According to Mike Baird, Tandberg senior director for business value and positioning, the Callway service is really intended as a starter kit for IT organizations looking to put their proverbial toe in the telepresence waters. For example, Tandberg recommends the service for customers who need only 10 or fewer end points. Beyond that, Tandberg recommends deploying on-premise servers.
Over time, however, more telepresence systems will be delivered as a service, following the same adoption path as unified communications. Ultimately, Baird said the deployment model surrounding telepresence systems is likely to be a hybrid model where some servers will be hosted in the cloud, while others are deployed locally.
To make that happen, however, the telepresence ecosystem needs to be open. Tandberg is in the process of being acquired by Cisco, which has its own set of proprietary telepresence offerings. So the industry as a whole is waiting to see how open Cisco's approach will be after acquiring Tandberg, which has a longtime commitment to open systems.

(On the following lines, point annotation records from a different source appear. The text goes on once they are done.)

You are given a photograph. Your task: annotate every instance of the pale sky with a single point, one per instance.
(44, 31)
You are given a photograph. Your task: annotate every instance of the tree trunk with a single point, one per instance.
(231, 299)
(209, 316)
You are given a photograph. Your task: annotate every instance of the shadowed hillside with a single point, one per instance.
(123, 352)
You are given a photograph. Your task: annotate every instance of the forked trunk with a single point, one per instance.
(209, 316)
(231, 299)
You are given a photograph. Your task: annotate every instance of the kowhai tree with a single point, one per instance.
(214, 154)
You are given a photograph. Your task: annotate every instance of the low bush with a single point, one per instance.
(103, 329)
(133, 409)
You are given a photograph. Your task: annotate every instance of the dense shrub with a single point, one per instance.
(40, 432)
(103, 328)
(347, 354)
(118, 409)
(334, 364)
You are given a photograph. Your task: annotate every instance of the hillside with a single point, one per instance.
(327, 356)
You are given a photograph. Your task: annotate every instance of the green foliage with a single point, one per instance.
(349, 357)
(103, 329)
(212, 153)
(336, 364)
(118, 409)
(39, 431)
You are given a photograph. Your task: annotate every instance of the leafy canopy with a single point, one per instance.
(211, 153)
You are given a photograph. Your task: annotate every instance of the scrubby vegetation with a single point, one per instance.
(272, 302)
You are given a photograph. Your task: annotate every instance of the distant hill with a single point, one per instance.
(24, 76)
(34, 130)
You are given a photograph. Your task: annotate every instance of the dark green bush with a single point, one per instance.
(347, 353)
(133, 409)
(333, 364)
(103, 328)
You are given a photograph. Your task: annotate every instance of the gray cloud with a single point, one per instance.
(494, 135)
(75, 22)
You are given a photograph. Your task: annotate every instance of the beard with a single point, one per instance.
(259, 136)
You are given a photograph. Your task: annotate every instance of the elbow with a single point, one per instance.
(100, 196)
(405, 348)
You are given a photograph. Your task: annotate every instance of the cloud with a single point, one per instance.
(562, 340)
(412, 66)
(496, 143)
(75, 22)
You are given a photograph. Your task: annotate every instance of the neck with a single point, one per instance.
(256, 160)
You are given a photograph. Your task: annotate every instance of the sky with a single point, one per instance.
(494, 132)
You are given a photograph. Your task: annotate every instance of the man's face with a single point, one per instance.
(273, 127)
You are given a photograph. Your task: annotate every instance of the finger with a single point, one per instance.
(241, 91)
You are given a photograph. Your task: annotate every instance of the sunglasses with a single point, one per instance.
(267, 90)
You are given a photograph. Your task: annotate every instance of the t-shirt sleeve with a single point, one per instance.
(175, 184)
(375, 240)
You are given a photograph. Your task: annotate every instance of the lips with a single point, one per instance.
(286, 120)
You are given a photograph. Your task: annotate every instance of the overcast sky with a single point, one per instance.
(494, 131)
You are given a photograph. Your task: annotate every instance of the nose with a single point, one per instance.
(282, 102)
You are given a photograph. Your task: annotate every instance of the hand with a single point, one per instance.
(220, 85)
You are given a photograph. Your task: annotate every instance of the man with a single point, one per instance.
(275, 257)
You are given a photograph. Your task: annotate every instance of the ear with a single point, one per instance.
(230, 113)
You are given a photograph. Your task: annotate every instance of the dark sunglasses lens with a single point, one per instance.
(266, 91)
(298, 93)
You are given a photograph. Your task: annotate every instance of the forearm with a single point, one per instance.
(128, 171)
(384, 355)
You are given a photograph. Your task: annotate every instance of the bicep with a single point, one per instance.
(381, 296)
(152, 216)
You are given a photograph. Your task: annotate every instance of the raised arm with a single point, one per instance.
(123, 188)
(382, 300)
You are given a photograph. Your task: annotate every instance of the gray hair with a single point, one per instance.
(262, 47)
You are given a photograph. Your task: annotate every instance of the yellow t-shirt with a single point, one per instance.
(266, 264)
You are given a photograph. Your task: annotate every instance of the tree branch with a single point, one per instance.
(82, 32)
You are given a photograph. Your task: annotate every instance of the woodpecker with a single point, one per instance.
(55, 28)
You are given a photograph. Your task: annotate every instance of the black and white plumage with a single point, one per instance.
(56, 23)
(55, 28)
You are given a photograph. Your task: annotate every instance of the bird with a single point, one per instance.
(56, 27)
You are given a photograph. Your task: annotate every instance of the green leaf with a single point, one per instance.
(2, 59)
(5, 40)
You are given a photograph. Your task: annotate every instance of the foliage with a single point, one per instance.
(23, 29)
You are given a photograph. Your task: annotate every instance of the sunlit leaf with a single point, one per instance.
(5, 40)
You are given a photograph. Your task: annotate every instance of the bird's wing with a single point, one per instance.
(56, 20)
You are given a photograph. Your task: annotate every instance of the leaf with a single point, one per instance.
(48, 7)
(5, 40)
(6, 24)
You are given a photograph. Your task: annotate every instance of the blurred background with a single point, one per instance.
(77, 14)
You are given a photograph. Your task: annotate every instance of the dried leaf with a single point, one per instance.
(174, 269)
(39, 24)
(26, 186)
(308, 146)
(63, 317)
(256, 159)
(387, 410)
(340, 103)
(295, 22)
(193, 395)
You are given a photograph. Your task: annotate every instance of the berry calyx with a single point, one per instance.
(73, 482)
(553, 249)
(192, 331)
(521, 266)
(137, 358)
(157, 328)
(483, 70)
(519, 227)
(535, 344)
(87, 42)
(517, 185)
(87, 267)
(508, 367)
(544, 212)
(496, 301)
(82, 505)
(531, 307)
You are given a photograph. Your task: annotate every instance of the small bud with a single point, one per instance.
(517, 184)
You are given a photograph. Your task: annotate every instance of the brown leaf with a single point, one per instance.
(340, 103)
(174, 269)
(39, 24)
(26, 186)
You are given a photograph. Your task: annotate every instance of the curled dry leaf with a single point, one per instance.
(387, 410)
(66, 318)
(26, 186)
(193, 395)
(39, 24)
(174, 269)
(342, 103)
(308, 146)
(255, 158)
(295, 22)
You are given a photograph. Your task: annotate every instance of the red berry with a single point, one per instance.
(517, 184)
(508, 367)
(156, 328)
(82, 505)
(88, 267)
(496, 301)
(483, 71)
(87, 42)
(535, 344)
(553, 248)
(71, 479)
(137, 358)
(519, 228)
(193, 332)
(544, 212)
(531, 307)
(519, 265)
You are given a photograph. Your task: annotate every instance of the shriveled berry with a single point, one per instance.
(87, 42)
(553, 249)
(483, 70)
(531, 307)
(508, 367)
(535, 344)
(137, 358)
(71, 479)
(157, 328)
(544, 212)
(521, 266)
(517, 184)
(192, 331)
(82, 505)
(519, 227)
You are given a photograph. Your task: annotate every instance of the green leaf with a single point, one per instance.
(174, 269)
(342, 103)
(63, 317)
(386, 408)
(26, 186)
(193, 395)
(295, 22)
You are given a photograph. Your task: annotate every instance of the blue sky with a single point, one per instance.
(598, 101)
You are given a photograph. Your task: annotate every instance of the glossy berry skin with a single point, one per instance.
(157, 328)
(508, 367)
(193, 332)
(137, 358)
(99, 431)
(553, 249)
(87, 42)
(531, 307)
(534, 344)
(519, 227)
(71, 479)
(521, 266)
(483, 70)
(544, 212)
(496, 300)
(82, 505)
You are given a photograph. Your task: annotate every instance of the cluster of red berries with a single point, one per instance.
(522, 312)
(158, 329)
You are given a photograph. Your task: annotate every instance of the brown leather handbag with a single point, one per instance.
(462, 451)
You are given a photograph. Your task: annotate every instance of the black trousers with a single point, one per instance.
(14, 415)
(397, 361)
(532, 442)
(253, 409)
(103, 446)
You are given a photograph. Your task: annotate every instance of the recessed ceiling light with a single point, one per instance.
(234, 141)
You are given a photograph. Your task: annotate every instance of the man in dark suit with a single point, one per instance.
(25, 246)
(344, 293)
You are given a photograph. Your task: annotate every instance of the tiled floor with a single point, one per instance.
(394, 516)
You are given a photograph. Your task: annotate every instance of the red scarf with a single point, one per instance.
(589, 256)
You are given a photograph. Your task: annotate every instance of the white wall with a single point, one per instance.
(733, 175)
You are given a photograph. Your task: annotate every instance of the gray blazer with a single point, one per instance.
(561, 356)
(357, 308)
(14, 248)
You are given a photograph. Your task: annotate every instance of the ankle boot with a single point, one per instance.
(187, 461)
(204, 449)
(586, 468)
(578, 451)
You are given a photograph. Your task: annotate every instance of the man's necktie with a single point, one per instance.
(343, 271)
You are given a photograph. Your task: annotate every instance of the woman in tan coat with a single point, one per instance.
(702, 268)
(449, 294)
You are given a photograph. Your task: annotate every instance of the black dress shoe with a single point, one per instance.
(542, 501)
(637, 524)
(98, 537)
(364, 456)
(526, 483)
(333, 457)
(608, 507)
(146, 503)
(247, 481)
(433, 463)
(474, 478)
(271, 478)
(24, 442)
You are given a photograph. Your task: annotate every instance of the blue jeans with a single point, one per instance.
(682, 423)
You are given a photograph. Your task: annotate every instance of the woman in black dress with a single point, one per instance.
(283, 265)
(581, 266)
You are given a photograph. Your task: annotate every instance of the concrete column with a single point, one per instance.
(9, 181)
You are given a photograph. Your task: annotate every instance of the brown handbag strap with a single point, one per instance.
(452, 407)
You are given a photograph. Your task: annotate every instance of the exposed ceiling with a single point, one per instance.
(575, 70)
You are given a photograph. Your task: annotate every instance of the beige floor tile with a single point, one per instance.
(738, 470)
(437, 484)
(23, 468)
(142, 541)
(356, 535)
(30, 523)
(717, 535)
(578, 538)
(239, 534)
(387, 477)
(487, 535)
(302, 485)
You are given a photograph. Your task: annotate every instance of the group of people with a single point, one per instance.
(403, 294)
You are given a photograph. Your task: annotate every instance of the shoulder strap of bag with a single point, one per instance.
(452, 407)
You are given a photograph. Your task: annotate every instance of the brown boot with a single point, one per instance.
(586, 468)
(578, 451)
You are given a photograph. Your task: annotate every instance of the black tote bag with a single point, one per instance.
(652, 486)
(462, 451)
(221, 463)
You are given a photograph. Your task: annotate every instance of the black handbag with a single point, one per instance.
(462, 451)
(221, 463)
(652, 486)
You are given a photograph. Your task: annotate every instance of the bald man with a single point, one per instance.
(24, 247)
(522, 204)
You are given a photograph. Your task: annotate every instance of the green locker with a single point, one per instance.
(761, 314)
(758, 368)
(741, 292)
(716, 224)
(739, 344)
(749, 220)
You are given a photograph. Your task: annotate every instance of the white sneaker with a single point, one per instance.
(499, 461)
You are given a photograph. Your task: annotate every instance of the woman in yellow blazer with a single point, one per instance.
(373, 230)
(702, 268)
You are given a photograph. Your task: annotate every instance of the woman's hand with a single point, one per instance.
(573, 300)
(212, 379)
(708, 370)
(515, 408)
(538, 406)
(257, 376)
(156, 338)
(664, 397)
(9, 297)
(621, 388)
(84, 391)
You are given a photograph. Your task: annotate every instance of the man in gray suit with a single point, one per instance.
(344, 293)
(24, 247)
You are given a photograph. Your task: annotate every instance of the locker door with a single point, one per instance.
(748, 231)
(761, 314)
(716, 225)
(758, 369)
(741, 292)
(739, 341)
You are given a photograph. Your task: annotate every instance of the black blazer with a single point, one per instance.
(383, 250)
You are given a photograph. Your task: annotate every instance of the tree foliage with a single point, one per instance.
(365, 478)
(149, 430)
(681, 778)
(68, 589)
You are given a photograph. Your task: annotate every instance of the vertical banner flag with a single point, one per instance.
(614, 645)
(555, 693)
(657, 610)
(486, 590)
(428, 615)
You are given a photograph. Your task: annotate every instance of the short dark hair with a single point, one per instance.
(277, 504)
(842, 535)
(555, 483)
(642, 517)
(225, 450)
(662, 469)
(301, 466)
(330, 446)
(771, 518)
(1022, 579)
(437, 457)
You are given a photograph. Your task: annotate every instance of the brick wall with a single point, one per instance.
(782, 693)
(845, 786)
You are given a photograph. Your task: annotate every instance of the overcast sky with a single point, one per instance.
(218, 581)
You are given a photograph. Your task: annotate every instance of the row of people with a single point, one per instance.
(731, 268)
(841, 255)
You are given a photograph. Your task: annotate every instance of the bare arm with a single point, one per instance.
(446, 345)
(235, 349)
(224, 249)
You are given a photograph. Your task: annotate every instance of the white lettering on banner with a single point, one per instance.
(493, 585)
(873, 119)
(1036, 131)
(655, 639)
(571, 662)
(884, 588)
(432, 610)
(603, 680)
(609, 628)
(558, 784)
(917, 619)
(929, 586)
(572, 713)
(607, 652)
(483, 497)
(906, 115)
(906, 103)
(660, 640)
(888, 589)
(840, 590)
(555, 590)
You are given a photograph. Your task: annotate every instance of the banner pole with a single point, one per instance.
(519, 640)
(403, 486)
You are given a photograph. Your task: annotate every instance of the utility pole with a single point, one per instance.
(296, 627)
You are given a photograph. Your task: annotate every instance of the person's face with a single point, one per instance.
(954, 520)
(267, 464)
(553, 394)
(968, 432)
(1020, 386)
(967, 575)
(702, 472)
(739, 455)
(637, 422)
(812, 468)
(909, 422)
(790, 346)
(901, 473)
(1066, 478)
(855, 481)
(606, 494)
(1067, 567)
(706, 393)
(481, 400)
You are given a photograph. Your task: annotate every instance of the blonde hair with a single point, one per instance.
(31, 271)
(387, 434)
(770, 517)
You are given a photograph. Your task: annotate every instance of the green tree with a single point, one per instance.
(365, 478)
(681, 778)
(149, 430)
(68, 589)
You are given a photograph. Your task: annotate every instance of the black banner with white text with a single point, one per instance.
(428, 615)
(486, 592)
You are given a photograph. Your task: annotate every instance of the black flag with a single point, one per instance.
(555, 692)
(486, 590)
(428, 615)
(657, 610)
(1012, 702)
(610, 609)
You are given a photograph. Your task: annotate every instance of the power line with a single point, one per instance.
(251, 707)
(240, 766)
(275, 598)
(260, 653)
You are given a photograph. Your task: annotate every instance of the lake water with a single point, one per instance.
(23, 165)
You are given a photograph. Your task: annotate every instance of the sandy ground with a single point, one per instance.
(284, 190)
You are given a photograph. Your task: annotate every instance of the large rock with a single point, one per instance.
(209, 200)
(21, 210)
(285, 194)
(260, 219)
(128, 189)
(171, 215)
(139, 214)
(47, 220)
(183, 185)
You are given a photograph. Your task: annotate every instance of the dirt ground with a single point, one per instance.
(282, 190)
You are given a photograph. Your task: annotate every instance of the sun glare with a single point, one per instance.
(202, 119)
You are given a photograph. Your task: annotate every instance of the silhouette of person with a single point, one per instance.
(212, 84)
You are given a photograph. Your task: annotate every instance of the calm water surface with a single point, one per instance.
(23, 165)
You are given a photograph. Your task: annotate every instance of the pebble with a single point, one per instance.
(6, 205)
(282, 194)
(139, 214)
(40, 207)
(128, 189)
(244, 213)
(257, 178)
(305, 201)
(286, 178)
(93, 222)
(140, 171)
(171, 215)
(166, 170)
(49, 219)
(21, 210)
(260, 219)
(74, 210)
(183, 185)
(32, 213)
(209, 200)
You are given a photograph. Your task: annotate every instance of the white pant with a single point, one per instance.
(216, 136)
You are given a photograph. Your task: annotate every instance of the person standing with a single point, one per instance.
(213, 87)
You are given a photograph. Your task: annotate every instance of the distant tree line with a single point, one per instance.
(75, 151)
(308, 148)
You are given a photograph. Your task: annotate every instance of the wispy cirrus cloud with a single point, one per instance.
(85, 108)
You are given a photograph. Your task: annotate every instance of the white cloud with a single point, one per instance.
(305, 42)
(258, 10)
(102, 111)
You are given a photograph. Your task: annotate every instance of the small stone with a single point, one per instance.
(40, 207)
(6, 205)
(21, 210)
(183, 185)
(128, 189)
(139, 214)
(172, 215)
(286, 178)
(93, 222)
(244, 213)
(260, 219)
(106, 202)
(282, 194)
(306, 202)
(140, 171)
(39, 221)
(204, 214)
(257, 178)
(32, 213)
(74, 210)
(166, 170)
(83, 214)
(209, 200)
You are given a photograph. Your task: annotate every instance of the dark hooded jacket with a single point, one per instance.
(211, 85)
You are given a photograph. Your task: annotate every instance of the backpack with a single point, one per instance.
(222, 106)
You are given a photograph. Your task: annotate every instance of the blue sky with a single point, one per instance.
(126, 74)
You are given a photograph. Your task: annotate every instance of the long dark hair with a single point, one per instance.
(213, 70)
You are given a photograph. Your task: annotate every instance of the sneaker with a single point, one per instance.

Separately, Tandberg has also rolled out a high-resolution personal telepresence end point called the EX90 that sports a rich user interface designed for senior executives. Once shown the EX90, it's more likely that senior executives will want to fund the adoption of telepresence systems, Baird said.
Callway will be formally rolled out in the third quarter, but customers are invited to apply to be part of the initial pilot starting at the end of April.